I have 3 basic reasons for gardening:
- To eat fresher, better tasting veggies
- As a learning experience for myself and the kids
- To save a little money (especially on the herbs)
However, while I enjoy some time gardening, I really do not enjoy spending lots of time weeding and caring for the plants. With this in mind, I've been thinking about what vegetables I want to grow next year. This year, we're growing tomatoes, broccoli, sweet peppers, lettuce, and spinach. Tomatoes do taste much better fresh, rather than off the shelf at the grocery store. My daughter picked broccoli, which has been growing wonderfully (will she eat it???). The peppers, lettuce, and spinach are a bit of an experiment. So far, they are all growing nicely, but I'm not sure how much better they will taste than store bought, or whether the effort is worth it. We should do a blind taste test with the kids and see.

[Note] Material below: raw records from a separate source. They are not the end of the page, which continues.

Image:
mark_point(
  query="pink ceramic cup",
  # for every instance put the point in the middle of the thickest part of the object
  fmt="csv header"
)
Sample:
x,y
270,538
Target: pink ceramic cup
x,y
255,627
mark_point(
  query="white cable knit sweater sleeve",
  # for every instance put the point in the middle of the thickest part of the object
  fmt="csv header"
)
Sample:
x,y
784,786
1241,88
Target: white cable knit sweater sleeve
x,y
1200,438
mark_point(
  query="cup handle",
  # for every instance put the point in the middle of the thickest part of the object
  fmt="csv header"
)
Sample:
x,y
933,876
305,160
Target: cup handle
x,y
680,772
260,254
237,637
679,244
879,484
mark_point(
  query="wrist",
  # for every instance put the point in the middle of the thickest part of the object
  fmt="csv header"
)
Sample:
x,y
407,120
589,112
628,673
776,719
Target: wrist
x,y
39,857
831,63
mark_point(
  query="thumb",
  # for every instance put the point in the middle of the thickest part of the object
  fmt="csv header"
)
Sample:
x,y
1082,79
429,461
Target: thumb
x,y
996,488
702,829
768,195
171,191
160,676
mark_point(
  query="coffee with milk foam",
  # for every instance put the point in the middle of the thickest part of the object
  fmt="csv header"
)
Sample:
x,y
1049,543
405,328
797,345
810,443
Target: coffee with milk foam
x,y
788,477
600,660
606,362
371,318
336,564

Next year, I'm considering adding corn, onions, and garlic. Sweet corn is known to taste significantly better if eaten shortly after it is picked. The starches in the corn begin to change quickly after its picked, so fresh corn should have a substantial value. Onions and garlic are supposed to be super easy to grow and can be stored for long periods, giving us something to enjoy throughout the year (not just in the summer). However, onions and garlic have no advantage in taste over store bought and are mostly hidden from our eyes as they grow, limiting the learning experience and joy for my kids. We would save a little money from growing them.

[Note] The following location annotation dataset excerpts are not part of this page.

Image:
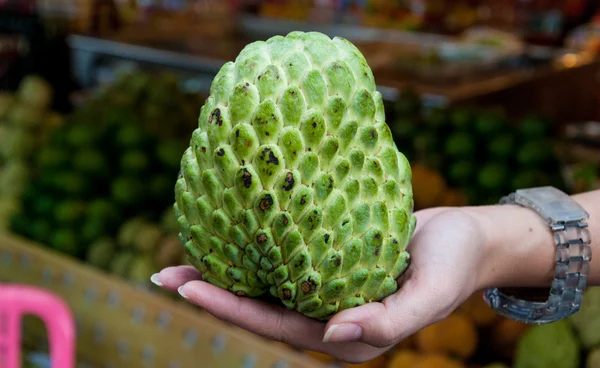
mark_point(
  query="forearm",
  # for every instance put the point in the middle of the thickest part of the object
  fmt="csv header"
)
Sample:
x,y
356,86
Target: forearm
x,y
519,246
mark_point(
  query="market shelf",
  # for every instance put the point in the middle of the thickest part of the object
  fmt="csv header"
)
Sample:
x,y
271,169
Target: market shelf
x,y
119,325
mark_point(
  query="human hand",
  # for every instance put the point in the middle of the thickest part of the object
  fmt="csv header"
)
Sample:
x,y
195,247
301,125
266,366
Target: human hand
x,y
447,251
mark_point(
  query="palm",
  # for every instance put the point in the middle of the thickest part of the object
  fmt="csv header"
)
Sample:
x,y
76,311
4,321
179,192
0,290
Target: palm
x,y
445,251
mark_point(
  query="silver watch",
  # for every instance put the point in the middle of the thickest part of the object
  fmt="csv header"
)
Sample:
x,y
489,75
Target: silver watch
x,y
567,220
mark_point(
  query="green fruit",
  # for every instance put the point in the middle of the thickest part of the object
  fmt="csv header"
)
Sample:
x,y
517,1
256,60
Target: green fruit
x,y
81,135
493,176
127,190
548,345
41,231
142,268
101,252
94,229
426,143
91,162
134,162
128,232
18,144
131,136
168,222
7,101
160,186
102,209
65,240
461,172
69,212
70,183
490,123
460,144
461,117
292,184
147,238
25,117
51,157
121,264
502,147
13,178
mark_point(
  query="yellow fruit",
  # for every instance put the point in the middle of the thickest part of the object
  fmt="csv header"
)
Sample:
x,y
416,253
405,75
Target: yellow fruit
x,y
505,335
454,335
404,359
438,361
428,187
325,358
379,362
476,308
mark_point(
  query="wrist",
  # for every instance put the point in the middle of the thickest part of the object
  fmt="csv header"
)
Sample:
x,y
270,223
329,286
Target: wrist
x,y
518,247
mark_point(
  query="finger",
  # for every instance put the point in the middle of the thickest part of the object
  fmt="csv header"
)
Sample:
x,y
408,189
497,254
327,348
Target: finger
x,y
397,317
271,321
171,278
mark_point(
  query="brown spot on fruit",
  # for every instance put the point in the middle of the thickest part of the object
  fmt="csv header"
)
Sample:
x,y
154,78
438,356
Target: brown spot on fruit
x,y
261,239
246,178
289,182
308,286
216,115
266,202
287,293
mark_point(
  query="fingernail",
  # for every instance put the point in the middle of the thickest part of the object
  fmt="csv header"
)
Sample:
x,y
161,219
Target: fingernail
x,y
154,279
345,332
180,291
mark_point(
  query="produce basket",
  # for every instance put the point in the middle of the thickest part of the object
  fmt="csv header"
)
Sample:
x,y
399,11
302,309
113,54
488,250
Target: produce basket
x,y
121,326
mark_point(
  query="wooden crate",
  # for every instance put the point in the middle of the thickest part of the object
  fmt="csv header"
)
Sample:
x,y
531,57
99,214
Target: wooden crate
x,y
120,326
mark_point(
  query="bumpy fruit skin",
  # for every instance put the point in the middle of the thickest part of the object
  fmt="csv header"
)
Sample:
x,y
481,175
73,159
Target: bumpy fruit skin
x,y
292,183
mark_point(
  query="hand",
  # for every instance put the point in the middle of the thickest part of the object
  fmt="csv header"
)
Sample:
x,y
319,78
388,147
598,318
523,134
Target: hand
x,y
447,251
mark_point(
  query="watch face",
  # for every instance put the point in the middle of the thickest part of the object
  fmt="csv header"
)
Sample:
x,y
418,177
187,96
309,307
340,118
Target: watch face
x,y
528,294
554,205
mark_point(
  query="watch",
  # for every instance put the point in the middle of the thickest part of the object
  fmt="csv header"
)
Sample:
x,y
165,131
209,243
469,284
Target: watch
x,y
567,221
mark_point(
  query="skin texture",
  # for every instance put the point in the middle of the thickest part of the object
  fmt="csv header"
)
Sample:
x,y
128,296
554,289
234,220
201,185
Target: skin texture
x,y
456,251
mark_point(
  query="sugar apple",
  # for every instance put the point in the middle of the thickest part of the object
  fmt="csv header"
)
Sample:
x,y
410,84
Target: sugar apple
x,y
292,183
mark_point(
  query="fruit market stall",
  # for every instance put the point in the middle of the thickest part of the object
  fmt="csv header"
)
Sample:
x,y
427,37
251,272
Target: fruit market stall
x,y
86,195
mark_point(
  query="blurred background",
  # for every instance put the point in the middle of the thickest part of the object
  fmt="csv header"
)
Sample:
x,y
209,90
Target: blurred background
x,y
98,99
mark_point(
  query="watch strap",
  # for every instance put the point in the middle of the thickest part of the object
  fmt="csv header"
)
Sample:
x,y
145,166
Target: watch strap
x,y
573,255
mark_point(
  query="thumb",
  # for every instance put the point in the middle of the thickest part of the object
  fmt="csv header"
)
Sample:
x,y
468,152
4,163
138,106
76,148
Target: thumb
x,y
394,319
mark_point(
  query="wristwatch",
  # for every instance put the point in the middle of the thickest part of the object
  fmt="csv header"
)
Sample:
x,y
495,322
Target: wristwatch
x,y
567,221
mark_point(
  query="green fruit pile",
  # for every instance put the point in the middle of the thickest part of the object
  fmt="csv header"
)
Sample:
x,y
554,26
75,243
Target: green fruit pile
x,y
140,248
25,123
103,167
477,150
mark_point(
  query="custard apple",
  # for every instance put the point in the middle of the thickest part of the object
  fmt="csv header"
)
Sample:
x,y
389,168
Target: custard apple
x,y
292,184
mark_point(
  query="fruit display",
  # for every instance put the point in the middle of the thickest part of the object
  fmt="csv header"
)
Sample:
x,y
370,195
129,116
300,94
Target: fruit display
x,y
140,248
104,166
292,184
26,120
480,152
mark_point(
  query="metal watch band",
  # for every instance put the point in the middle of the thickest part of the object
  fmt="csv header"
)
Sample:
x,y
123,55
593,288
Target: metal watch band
x,y
573,255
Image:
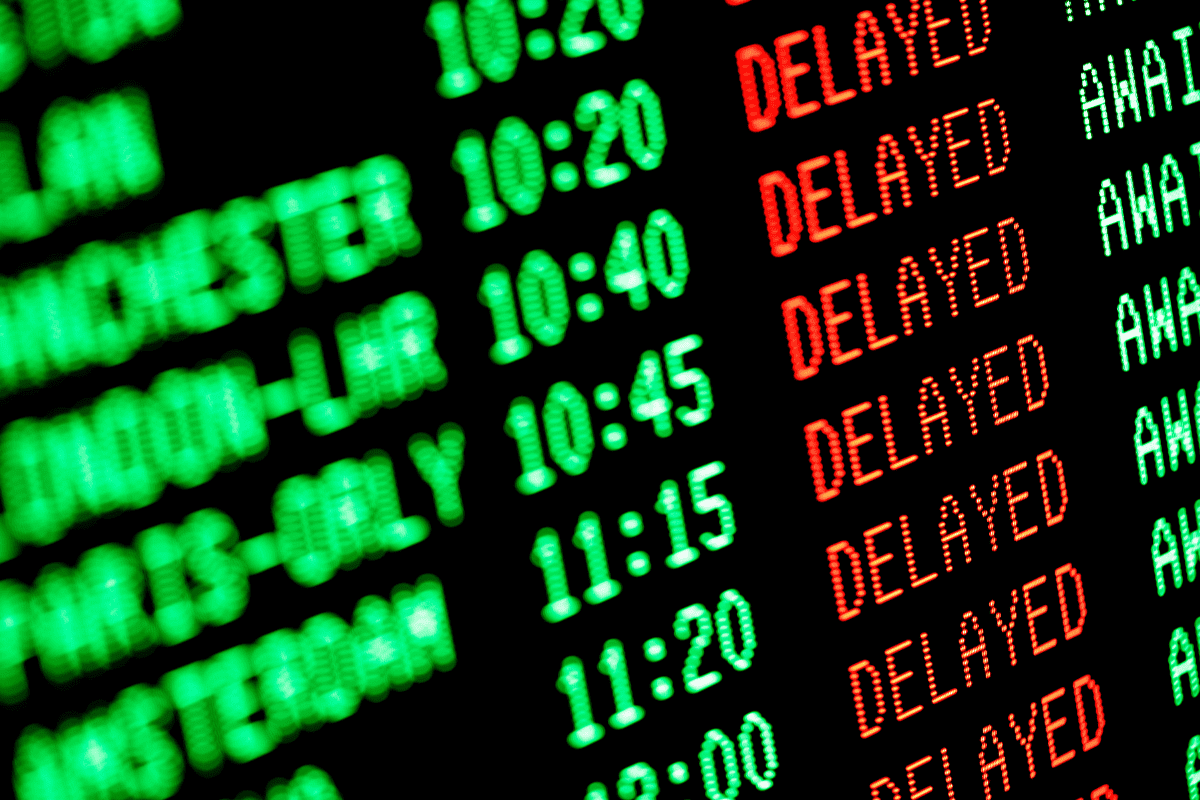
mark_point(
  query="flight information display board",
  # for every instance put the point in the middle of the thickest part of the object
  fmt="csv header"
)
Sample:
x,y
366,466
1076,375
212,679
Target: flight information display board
x,y
599,400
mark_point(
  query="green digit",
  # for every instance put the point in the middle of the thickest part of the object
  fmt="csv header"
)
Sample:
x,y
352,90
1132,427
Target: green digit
x,y
640,773
622,23
589,539
681,378
568,428
444,24
713,740
495,38
573,683
732,601
547,557
705,503
522,426
520,173
612,663
691,678
670,506
471,161
648,395
623,269
643,133
570,32
663,239
541,288
496,293
600,113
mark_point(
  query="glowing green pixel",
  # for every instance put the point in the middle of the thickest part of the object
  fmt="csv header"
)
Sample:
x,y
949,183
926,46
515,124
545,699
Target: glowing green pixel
x,y
439,463
540,44
623,268
516,158
522,426
745,744
568,428
444,24
637,563
589,539
557,136
606,396
613,435
713,740
91,32
630,776
691,678
496,293
589,307
547,557
703,503
493,37
612,663
600,113
573,683
670,506
471,161
541,289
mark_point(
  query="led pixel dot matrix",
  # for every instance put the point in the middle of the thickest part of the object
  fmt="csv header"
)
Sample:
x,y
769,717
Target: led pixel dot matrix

I've been staying away from most vine plants because they take up a lot of area considering how little food they produce. And I always detested picking peas and green beans as kid, so I'm not all that interested in growing those veggies in our garden.
The herbs were mostly selected by my wife. Because herbs can be pretty expensive and Brenda uses them liberally in her cooking, we do save significantly. So far we have: cilantro, dill, chives, parsley, mint, sage, oregano, thyme, rosemary, basil, and tarragon. Luckily, they have all been really easy to manage. The thyme, oregano, and mint have been growing so well, we might start giving it away. The rosemary does need to be dug up and brought indoors for the winter if you want to keep it alive in Michigan. But otherwise, I just plant the annuals in the spring and harvest and annuals and perennials as necessary throughout the summer.
With a few more years of this, I should hopefully have a system down to make the effort minimum, but enjoyment maximum, for a value-dense experience.